Der teuerste Flop der Welt?

450 Millionen Dollar wurden für dieses Gemälde von Leonardo gezahlt – doch hat er es überhaupt gemalt? Dafür spricht so gut wie nichts.

Von Frank Zöllner | DIE ZEIT

Zu Beginn des 16. Jahrhunderts traf Leonardo da Vinci die bis heute folgenreiche Entscheidung, seine Bildideen nicht immer selbst auszuführen. Viele seiner Werke malten Schüler und Gehilfen, das ist durch Schriftquellen und Gemälde der Leonardo-Werkstatt gut belegt, beispielsweise durch die Madonna mit der Spindel oder durch die Leda mit dem Schwan. Ebenfalls in die Reihe der Werkstattarbeiten gehört der Salvator Mundi, ein Bild, das Jesus den Erlöser zeigt. Leonardo hat das Werk nicht selbst gemalt, er lieferte lediglich den Gesamtentwurf und einige Detailstudien, seine Schüler verwendeten seine Ideen.





Der "Salvator Mundi", links in der unrestaurierten Fassung, noch ohne Leonardo-Schmelz © Robert Simon (l.); Christie's/dpa (r.)

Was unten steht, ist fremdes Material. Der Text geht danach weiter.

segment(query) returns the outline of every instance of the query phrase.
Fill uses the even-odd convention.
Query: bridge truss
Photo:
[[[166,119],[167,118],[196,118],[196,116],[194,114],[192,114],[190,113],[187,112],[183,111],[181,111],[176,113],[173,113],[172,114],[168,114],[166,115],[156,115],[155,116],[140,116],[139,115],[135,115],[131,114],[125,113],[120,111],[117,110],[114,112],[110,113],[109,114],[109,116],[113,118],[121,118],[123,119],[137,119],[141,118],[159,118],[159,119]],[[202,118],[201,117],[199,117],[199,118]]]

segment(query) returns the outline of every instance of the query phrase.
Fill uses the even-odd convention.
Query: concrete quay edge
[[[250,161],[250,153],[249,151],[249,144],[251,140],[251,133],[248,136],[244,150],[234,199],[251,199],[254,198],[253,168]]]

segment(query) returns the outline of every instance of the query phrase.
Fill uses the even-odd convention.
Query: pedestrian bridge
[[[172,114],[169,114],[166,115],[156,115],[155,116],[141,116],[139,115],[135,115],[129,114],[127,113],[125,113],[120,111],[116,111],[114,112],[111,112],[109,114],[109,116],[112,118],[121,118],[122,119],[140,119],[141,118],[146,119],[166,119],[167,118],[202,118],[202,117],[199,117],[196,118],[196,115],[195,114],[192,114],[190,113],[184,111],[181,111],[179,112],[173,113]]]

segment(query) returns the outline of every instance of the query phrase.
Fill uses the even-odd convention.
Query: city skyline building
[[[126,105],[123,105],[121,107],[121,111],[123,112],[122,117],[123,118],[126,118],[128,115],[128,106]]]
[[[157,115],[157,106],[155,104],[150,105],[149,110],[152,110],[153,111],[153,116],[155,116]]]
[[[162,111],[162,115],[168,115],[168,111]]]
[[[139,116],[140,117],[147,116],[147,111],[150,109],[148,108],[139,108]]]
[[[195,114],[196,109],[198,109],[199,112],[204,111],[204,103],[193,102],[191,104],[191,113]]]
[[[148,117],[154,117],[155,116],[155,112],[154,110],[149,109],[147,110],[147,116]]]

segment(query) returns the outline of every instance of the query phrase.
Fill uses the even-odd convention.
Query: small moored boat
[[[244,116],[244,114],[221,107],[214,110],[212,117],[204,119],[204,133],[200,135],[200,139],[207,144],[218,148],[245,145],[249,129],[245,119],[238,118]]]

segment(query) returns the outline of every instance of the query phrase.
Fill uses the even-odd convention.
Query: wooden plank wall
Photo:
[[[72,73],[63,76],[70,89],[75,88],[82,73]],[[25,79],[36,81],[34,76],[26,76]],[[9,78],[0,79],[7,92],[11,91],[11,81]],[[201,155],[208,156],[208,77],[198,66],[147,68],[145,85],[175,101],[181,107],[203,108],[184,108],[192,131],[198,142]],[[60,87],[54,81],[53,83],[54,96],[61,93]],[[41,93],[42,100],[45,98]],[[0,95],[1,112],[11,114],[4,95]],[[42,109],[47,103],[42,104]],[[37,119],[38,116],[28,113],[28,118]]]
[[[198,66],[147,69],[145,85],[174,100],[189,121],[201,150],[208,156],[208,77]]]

Das alles wäre kaum der Rede wert, wenn der 2011 erstmals einer breiten Öffentlichkeit präsentierte Salvator Mundi nicht innerhalb kürzester Zeit sehr hohe Preise erzielt hätte, ja sogar zum teuersten Kunstwerk aufstieg, das je bei einer Auktion verkauft wurde. Schon im Jahr 2012 wechselte das Gemälde für rund 82 Millionen Dollar den Besitzer, kurz darauf wurde es erneut verkauft, für etwa 127 Millionen, und schließlich am 15. November 2017 auf einer New Yorker Versteigerung des Auktionshauses Christie’s für die Rekordsumme von 450,3 Millionen Dollar erworben. Als Käufer gilt der saudische Prinz Badr bin Abdullah. Zunächst hieß es, der Prinz habe im Auftrag des saudischen Kronprinzen Mohammed bin Salman gehandelt (der mit der Ermordung des Journalisten Jamal Kashoggi in Verbindung gebracht wird). Dann wurde gemeldet, dass Prinz Badr den Salvator im Auftrag des Ministeriums für Kultur und Tourismus von Abu Dhabi ersteigert habe – quasi als ultimative Trophäe für die Kulturpolitik des benachbarten Emirats. Im Louvre Abu Dhabi sollte das Gemälde dann im September dieses Jahres feierlich präsentiert werden. Ohne Nennung von Gründen wurde der Termin jedoch abgesagt. Den Hintergrund der Absage kennen wir nicht. Wir wissen nicht einmal, wo sich das Gemälde derzeit befindet und ob die 450 Millionen je gezahlt wurden.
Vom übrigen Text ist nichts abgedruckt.